Athletes speaking out against bullying. Athletes helping marginalized students find their own strength. Entire communities coming together to help students with cancer through community-wide sporting events. Young athletes might not be able to raise $37 million or win a world championship, but a stewardship mindset can certainly inspire them to a higher purpose.
In truth, athletes in any organized sport almost always represent something beyond themselves. Olympic athletes represent their country. Professional athletes typically represent a city or state. Collegiate athletes represent their university. K-12 athletes represent their school or a community. Even most recreational teams represent some company or a local business sponsor.
If you are an athlete, I challenge you to develop a stewardship mindset to those you represent. If you are a coach, I challenge you to think beyond wins and losses and seek to develop a stewardship mindset in the athletes under your influence.

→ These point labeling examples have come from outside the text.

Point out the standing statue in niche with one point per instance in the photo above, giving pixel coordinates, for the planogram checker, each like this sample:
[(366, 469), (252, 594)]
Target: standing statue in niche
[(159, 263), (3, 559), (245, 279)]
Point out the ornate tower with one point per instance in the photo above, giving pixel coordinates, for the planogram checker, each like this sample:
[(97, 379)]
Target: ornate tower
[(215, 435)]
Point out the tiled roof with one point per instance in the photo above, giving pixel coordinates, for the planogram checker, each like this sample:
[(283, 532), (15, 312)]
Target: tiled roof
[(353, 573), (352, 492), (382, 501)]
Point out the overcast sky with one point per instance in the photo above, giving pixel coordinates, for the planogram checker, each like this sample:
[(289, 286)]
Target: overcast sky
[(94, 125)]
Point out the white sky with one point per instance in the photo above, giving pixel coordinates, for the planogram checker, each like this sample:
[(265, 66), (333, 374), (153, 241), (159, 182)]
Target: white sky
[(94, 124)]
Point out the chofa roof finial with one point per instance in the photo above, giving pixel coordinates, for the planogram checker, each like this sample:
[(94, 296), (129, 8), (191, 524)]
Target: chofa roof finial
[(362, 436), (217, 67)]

Even if you aren’t an athlete, I urge you to develop a mindset of stewardship in your chosen area of excellence, whatever that may be. After all, what we do for others not only makes their lives better, but it also makes our lives better in the effort.
Dr. Dave Keller is the Director of the Hollingsworth Leadership Excellence Program at Texas A&M University. Prior to his appointment to Texas A&M, Dr. Keller oversaw all cadet character, ethics, and leadership programs at the United States Air Force Academy, and guided professional development efforts at Character.org.